Last November, political newcomer Katie Hill won a closely watched House race in California’s 25th Congressional District, unseating a two-term GOP congressman and becoming part of a blue sweep in Southern California that decimated Republicans’ hold in the region.
But after running a relatively moderate campaign to win a district that’s in transition, Rep. Hill is now part of the Democratic caucus that the Trump administration is refusing to recognize as a co-equal branch of government. In fact, White House counsel Pat Cipollone sent a letter to House Judiciary Chair Jerry Nadler Wednesday arguing that Congress has no standing to even investigate Donald Trump.
“It’s pretty horrific that you can just say no, and the amount of recourse that we have is fairly limited,” Hill, who sits on the House Oversight Committee, told MSNBC’s Chris Matthews Tuesday of Trump’s blanket stonewalling. But Hill also expressed personal resolve about the historic nature of this political moment.

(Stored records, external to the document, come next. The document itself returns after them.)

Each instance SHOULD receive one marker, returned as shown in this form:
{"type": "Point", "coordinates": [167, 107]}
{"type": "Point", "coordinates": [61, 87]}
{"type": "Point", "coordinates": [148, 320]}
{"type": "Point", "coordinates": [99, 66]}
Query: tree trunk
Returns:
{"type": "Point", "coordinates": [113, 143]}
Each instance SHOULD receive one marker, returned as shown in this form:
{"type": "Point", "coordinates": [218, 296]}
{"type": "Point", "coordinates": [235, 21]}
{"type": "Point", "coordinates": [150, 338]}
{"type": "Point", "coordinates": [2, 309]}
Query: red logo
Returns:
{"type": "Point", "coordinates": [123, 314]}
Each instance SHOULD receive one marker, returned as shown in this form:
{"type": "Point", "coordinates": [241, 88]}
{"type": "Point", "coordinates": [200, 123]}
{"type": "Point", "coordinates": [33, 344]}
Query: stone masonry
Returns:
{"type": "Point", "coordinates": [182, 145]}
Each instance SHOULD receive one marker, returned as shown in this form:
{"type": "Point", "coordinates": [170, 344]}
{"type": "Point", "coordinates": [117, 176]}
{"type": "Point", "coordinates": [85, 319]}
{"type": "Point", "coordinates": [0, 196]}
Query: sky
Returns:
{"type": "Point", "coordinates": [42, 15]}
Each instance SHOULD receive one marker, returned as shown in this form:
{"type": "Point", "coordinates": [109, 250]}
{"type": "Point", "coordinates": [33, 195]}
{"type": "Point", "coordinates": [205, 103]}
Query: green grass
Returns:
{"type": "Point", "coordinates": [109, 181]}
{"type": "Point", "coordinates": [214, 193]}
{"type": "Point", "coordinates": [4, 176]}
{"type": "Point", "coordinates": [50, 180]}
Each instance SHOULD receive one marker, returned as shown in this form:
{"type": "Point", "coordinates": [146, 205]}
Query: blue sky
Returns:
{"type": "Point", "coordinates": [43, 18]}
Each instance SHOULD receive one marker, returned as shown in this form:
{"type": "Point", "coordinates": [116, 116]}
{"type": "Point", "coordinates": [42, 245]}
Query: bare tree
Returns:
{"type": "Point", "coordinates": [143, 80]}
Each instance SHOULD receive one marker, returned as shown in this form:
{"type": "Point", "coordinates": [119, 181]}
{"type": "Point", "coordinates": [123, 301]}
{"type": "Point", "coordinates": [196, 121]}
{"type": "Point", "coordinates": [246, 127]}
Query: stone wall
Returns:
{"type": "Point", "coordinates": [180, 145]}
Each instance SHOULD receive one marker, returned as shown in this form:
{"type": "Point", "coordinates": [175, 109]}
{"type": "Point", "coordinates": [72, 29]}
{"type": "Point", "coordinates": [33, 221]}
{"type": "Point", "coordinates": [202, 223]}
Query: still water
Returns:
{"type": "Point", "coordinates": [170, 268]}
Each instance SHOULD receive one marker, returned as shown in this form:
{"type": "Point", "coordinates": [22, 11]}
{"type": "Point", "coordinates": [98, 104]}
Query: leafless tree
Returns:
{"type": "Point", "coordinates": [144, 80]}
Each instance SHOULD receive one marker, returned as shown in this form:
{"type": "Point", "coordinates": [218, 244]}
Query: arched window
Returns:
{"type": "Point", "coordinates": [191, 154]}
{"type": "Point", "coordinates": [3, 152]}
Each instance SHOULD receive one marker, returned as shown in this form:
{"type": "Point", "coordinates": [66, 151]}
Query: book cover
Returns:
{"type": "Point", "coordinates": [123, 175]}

“I don’t think it’s good enough for us to say that we have to play the safe political route,” she said, noting that she wasn’t at the point of impeachment just yet. “Frankly, I’m coming from one of these swing districts, the ones where theoretically it’s more risky to possibly impeach, but I just don’t believe we can use that forever as cover.”

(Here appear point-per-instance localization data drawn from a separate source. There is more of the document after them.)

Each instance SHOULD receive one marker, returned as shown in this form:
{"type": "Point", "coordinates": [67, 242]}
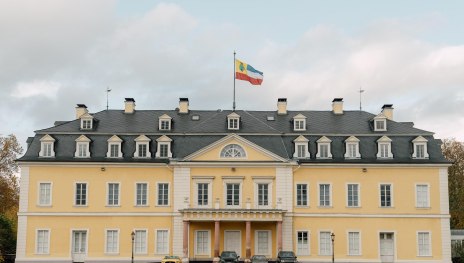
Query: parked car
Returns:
{"type": "Point", "coordinates": [259, 259]}
{"type": "Point", "coordinates": [229, 256]}
{"type": "Point", "coordinates": [171, 259]}
{"type": "Point", "coordinates": [286, 257]}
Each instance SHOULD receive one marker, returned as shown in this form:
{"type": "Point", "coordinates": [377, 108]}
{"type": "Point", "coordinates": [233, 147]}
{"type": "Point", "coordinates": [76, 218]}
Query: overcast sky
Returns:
{"type": "Point", "coordinates": [55, 54]}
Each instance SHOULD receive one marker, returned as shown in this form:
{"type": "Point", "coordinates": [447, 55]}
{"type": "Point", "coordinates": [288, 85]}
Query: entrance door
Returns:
{"type": "Point", "coordinates": [387, 247]}
{"type": "Point", "coordinates": [79, 245]}
{"type": "Point", "coordinates": [233, 241]}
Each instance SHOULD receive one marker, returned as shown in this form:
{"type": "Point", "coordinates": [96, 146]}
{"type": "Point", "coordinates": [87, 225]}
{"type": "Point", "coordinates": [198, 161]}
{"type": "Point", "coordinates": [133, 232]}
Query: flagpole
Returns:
{"type": "Point", "coordinates": [233, 105]}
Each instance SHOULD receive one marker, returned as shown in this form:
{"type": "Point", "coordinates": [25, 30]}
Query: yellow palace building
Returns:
{"type": "Point", "coordinates": [194, 183]}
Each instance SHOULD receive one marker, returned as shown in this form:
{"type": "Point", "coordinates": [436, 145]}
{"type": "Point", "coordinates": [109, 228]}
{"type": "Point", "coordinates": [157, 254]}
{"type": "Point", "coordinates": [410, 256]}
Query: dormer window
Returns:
{"type": "Point", "coordinates": [164, 147]}
{"type": "Point", "coordinates": [301, 147]}
{"type": "Point", "coordinates": [165, 122]}
{"type": "Point", "coordinates": [323, 148]}
{"type": "Point", "coordinates": [86, 121]}
{"type": "Point", "coordinates": [299, 122]}
{"type": "Point", "coordinates": [233, 121]}
{"type": "Point", "coordinates": [47, 144]}
{"type": "Point", "coordinates": [352, 148]}
{"type": "Point", "coordinates": [420, 148]}
{"type": "Point", "coordinates": [142, 149]}
{"type": "Point", "coordinates": [82, 147]}
{"type": "Point", "coordinates": [380, 122]}
{"type": "Point", "coordinates": [114, 147]}
{"type": "Point", "coordinates": [384, 148]}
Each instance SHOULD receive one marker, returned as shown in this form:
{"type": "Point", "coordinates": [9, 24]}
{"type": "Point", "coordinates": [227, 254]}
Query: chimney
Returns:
{"type": "Point", "coordinates": [183, 105]}
{"type": "Point", "coordinates": [387, 110]}
{"type": "Point", "coordinates": [81, 109]}
{"type": "Point", "coordinates": [282, 106]}
{"type": "Point", "coordinates": [337, 106]}
{"type": "Point", "coordinates": [129, 105]}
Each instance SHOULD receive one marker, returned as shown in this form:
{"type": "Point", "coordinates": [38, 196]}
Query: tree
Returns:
{"type": "Point", "coordinates": [454, 151]}
{"type": "Point", "coordinates": [9, 195]}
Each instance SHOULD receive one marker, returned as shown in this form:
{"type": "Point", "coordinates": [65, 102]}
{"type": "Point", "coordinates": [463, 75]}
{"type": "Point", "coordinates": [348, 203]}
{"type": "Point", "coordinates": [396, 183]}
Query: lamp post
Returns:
{"type": "Point", "coordinates": [133, 237]}
{"type": "Point", "coordinates": [332, 236]}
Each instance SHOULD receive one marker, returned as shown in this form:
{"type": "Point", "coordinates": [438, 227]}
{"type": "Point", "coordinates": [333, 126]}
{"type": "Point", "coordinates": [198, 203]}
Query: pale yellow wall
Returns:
{"type": "Point", "coordinates": [60, 233]}
{"type": "Point", "coordinates": [63, 188]}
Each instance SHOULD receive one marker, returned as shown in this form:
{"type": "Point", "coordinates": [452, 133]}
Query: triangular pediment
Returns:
{"type": "Point", "coordinates": [251, 151]}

Hill appears to be one of the rank-and-file lawmakers from more moderate districts being pushed toward impeachment by Trump’s all-out obstruction. Some of the more progressive members of the Democratic caucus have said for weeks that Trump is almost singlehandedly unifying Democrats against him. “The obstruction stuff the president’s engaged in now is causing people to give this a second look,” Rep. David Cicilline of Rhode Island, a Judiciary Committee member, told NBC News. “Whatever you think about the findings in the report itself, the blanket defiance of lawfully issued subpoenas and refusal to cooperate with constitutionally required oversight is — in and of itself — basis for impeachment.”
Another member of the Judiciary panel had a similar message. “The more that the president denies us the ordinary lawful demands for witnesses and documents, the more unified we are,” said Rep. Jamie Raskin of Maryland.
House Judiciary Chair Nadler and other committee leaders have continued to resist the call to impeachment, but even Nadler balked at Cipollone’s defiant letter on Wednesday. “No president, no person in the United States is above the law. This is preposterous,” Nadler said, adding that the White House was “claiming that the president is a king.”